Day two of Toronto City Council’s budget meeting began Wednesday with over 160 Toronto firefighters showing up to protest cuts to emergency services.
And the show of force paid off. City Hall added another $3.1 million to boost hiring for the Toronto Fire Service, part of a last minute compromise that eased the approval of the city’s operating budet.
Deputy Mayor Doug Holyday (Ward 3) was strongly opposed to the additional spending and felt that taxpayers would be paying the price.
“I don’t support this budget at all,” Holyday told council. “The budget that should have been passed was the one that was proposed by the Budget Committee and amended by the Executive Committee.”
Holyday’s main issue with the revised budget was the stretching of municipal resources and dipping into reserve funding.
“We’re back into using reserves to pay our way,” he warned. “We’re trying to get out of using one-time funding to balance the operating budget.”
Holyday said increased spending to hire additional firefighters was a bit of a smokescreen:
“The taxpayers got burnt on this one.
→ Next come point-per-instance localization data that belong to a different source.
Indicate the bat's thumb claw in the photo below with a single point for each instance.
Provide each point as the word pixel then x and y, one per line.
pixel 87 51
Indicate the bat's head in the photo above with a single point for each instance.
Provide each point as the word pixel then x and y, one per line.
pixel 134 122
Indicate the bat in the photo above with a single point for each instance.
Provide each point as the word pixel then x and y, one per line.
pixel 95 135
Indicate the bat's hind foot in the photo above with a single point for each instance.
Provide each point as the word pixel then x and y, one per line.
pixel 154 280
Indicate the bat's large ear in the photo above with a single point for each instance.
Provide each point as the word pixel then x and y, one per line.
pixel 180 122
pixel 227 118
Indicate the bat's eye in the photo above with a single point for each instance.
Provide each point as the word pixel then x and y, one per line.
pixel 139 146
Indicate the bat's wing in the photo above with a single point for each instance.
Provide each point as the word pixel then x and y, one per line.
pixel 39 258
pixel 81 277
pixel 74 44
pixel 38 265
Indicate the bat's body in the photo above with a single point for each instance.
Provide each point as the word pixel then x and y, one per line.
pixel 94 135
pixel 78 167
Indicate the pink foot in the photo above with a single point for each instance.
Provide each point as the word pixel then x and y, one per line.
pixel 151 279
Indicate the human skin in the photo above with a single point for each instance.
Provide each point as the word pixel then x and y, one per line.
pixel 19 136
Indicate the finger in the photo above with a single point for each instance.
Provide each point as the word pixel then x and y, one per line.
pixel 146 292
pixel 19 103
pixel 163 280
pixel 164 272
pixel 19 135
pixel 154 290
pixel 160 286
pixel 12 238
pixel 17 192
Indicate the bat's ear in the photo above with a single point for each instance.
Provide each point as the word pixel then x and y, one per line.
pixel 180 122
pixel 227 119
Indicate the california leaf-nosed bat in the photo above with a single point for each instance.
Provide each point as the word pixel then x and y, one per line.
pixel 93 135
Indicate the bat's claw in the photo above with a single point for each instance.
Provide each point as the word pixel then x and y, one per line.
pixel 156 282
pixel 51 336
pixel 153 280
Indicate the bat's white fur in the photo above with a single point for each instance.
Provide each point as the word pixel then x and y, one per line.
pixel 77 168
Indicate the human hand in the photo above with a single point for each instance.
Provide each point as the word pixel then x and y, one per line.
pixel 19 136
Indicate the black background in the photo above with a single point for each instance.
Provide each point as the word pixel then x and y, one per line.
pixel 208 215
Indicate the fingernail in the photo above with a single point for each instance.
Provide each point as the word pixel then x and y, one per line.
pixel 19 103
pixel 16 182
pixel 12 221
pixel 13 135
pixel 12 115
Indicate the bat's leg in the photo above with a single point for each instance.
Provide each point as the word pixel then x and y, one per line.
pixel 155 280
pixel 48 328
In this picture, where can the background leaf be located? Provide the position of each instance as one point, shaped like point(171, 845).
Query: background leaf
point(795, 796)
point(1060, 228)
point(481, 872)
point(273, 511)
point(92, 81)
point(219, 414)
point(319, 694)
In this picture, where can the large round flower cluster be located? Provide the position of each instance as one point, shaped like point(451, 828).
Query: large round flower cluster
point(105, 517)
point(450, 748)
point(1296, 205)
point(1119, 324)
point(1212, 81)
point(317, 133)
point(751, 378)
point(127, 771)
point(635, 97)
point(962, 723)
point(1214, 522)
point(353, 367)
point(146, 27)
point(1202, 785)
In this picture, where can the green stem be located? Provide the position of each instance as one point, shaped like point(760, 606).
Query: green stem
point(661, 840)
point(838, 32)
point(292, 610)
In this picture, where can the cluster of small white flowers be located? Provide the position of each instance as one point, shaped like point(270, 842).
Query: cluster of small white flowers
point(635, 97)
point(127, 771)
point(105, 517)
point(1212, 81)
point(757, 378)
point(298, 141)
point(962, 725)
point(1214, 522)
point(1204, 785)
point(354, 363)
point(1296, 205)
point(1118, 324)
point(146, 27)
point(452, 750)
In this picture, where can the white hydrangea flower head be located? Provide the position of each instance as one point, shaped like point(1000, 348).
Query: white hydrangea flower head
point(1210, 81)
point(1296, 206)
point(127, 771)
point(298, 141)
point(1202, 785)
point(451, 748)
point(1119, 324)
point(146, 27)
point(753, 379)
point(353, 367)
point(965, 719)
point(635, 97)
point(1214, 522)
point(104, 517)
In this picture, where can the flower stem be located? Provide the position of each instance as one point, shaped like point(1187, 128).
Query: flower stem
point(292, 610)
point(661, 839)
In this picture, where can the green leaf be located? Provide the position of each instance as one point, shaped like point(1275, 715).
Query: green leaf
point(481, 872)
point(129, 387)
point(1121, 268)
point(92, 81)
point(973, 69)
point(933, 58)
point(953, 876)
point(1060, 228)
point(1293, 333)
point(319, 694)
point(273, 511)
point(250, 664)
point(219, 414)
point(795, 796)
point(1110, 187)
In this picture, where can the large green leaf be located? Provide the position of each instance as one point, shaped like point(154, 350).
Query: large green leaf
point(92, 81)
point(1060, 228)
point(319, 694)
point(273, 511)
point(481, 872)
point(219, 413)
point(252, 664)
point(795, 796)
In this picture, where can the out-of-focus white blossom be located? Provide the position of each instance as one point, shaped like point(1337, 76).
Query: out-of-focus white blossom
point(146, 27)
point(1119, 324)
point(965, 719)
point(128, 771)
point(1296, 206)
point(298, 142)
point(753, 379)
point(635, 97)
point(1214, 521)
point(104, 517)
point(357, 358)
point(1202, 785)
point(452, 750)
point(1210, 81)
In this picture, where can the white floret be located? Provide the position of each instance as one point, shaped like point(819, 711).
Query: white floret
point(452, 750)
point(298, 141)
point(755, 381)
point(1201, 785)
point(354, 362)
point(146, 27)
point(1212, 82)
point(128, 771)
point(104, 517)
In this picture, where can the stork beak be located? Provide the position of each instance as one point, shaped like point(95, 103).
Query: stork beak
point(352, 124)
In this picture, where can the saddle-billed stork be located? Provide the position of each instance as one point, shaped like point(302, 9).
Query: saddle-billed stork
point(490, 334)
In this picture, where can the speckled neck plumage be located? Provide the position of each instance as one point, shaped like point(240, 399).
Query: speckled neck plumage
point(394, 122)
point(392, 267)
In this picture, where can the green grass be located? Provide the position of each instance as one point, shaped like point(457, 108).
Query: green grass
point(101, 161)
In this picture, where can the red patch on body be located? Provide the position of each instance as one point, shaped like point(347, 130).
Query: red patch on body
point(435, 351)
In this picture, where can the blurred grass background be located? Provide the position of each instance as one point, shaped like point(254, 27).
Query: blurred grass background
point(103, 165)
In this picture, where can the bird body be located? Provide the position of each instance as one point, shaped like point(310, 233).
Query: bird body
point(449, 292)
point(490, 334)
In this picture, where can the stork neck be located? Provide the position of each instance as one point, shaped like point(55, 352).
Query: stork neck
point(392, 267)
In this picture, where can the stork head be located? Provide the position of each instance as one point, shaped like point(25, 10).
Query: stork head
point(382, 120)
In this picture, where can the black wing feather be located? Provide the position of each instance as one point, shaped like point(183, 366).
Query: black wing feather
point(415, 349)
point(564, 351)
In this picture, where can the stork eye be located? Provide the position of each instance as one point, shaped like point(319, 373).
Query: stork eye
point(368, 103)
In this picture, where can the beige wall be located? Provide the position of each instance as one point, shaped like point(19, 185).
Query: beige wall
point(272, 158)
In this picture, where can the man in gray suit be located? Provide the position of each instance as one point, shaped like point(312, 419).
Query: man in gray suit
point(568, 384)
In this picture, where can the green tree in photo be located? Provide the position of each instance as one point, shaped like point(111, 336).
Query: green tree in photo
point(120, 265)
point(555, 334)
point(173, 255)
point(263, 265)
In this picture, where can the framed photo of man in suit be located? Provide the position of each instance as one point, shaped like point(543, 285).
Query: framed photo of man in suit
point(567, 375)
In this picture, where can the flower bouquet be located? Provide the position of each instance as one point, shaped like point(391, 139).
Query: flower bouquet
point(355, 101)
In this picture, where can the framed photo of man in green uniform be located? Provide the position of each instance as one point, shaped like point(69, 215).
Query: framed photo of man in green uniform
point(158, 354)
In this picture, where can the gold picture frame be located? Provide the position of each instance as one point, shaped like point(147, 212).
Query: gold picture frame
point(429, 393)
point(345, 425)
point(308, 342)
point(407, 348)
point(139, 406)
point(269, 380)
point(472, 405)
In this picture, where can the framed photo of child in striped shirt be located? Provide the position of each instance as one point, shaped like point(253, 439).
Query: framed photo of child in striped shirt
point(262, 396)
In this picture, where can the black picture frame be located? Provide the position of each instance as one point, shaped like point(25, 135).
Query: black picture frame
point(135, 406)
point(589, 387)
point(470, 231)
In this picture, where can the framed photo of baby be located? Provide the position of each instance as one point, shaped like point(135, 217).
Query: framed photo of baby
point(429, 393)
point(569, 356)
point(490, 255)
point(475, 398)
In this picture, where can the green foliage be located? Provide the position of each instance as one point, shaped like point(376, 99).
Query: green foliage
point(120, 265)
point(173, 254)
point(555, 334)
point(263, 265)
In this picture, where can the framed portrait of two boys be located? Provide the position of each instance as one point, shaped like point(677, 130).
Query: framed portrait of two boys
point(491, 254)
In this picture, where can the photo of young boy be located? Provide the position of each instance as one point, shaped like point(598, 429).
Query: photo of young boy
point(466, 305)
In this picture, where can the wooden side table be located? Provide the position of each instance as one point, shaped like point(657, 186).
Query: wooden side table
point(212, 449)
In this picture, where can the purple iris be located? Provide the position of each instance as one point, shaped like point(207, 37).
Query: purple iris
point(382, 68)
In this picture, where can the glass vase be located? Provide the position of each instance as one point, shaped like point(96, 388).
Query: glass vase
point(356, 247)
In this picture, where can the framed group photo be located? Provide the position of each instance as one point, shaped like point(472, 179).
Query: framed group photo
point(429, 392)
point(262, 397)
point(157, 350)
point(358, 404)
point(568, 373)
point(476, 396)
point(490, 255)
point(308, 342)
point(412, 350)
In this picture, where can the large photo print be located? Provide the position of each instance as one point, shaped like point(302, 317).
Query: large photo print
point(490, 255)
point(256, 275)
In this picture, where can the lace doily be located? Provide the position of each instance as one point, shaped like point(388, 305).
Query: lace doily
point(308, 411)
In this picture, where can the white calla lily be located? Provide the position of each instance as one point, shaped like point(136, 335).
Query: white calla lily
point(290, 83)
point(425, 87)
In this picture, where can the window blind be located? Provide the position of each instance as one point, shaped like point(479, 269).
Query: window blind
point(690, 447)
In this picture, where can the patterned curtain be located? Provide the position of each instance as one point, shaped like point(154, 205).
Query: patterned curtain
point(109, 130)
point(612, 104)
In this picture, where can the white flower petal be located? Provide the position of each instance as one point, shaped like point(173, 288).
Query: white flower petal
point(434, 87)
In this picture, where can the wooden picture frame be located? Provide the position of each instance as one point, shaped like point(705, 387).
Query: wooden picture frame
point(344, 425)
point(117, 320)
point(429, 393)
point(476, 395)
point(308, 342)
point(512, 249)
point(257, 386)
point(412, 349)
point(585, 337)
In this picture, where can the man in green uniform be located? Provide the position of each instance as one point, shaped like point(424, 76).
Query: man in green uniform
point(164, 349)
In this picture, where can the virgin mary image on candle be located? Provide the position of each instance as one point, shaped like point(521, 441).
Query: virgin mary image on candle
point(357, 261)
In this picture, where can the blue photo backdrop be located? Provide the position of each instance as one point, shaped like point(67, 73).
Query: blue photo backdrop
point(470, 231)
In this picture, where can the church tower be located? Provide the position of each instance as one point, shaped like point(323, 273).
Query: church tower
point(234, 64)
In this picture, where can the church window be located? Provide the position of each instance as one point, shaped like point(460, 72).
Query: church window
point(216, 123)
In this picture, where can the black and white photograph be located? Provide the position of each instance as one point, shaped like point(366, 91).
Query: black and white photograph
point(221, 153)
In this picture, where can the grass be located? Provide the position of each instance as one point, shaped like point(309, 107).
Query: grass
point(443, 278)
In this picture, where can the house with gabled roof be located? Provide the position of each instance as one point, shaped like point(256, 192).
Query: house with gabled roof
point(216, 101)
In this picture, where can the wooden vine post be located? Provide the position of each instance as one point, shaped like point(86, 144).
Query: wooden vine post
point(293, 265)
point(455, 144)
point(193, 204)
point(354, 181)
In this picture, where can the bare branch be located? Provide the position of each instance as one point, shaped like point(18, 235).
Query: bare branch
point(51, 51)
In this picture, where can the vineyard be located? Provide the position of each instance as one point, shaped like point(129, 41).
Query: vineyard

No one loses their job here, if you removed that station there are two more within 1.7 kilometres of there, they could cover for it, and the service there wouldn’t change.”
Watch Holyday’s impassioned speech on Rogers Television Jan. 16, 2013 podcast here: (Holyday is at 25 minutes in)
The 2013 budget also includes a 2 per cent property tax increase, despite calls for a 3 per cent hike by Councillor Gord Perks (Ward 14).
“We have a number of services that will be considerably worse this year than they were last year,” said Perks. “The only way we can improve services or maintain them at a good level is to raise property taxes.
“This budget does not keep up with inflation,” Perks said. “Meaning that we are going to have to cut services in the areas of transit and housing in order to balance our budget and that is not something I can support.”
Perks also mentioned the difference it would make had his 3 per cent property tax increase been approved.
“The annual difference to a household on what this budget does and what I proposed is $24 a year” said Perks. “I think that most families can afford 50 cents a week to make sure that we maintain good public services like transit.”